The answer depends on which country you ask! Team Handball is said to have originated in either Germany or Denmark, so in order to avoid sparking this discussion yet again, let’s just say Europe.
Throughout the years, the face of handball has changed and every generation has had outstanding players who each contributed to shaping their specific era. One of these players was Bernhard Kempa, who played for Frisch Auf Göppingen, one of the first German clubs. Bernhard is the inventor of the Kempa trick.
‘We always tried a lot of things in practice. The practice was designed to have fun. While experimenting with these fun exercises I invented the trick’, said Bernhard. ‘Because the entire move is executed in-flight the trick is also known as Fly, but in Germany it is the Kempa’.
Bernhard and his team used the Kempa trick the first time in an unofficial international match between Germany and Sweden on March 24th in 1954. ‘It did not work in the first try, as I misjudged the height of the Swedish players’, Bernhard wrote in his book ‘Monsieur Handball’ (published in 2007). Fortunately, the initial failure did not stop this spectacular shot from becoming part of the handball sport.
Today the Kempa trick is well known around the world and has found its own sport in beach handball. Beach handball, which can be traced back to a small island, Ponza, in South Italy, was created by Gianni Buttarelli and Franco Schiano, presidents of Italian handball teams, in 1992. In beach handball, players who score with a “spectacular shot” are awarded with two goals instead of one; rendering the game more interesting for spectators and fun for the players.
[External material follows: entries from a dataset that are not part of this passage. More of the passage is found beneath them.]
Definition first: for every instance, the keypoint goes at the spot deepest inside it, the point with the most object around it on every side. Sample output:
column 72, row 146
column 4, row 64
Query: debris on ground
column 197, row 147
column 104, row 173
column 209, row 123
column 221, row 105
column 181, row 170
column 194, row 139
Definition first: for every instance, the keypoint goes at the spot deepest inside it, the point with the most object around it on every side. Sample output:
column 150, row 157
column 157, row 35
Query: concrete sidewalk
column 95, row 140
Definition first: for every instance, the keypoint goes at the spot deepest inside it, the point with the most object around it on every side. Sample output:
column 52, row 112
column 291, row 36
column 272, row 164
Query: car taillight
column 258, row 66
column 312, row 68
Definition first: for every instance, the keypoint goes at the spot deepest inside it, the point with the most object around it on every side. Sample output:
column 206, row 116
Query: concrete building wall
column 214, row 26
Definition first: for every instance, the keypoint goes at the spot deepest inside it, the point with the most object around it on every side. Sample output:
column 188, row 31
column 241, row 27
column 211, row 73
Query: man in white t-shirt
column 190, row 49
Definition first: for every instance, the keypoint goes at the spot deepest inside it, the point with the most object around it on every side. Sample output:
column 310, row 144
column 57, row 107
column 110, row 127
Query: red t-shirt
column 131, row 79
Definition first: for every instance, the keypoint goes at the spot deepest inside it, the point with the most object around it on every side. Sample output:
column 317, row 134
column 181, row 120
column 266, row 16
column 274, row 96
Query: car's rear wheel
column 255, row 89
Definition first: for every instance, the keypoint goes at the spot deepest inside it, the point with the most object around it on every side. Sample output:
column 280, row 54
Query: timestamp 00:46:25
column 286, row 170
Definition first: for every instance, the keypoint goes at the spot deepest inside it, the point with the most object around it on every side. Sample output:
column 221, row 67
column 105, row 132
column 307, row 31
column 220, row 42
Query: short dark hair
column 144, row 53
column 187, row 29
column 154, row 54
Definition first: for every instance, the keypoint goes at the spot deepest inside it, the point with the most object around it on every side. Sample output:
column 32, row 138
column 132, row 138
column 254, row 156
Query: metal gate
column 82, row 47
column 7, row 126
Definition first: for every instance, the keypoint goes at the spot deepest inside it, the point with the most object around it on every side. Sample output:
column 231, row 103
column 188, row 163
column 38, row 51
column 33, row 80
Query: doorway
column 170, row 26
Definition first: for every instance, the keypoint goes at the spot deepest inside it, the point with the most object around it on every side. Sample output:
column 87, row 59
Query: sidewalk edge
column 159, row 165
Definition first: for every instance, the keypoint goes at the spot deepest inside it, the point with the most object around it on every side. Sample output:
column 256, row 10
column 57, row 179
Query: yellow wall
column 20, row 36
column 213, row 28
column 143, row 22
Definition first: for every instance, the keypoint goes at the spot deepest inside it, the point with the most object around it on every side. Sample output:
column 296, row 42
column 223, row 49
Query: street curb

In the past years, the Kempa trick has become one of the two most established ways of completing a spectacular shot – the other one being the 360-shot, where the player completes a full 360 spin in the air before shooting (and before touching on the ground).
Basketball, American football, handball… which sport scored first with the Kempa trick?
To be honest, it is hard to say. The earliest mentions of the Kempa trick, or alley-oop (derived from French ‘Allez hop’), are from 1950s in all three sports.
In American football the alley-oop is described as a play in which the quarterback throws the ball high into the air like a jump ball, and another player jumps up and catches it (Wikipedia). A little San Francisco anecdote; “The Catch”, actually refers to an alley-oop pass by Dwight Clarkin to Joe Montana in 1982, which resulted in the San Francisco 49’ers scoring the winning touchdown, qualifying them for the clubs very first Super Bowl entry.
In Basketball, alley-oops began with players utilizing jumping abilities by grabbing the ball in mid-air and then dunking. Back in the 1950s, players such as Bill Russell (University of San Francisco), Wilt Chamberlain (Kansas University), and ‘Jumping’ Johnny Green (Michigan State University) would frequently grab errant shots by teammates and dunk them.
In summary, every sport came up with the concept of catching and throwing the ball while hanging in the air around the same time. The important thing is not who invented it. What matters now is that the Kempa trick, the Alley-oop, or whatever else it has been named, now delivers some of the most spectacular and entertaining actions in sports all around the world.
This article is honoring the Bernhard Kempa, who passed away today at the age of 96. Thank you for your creativity and passion for handball.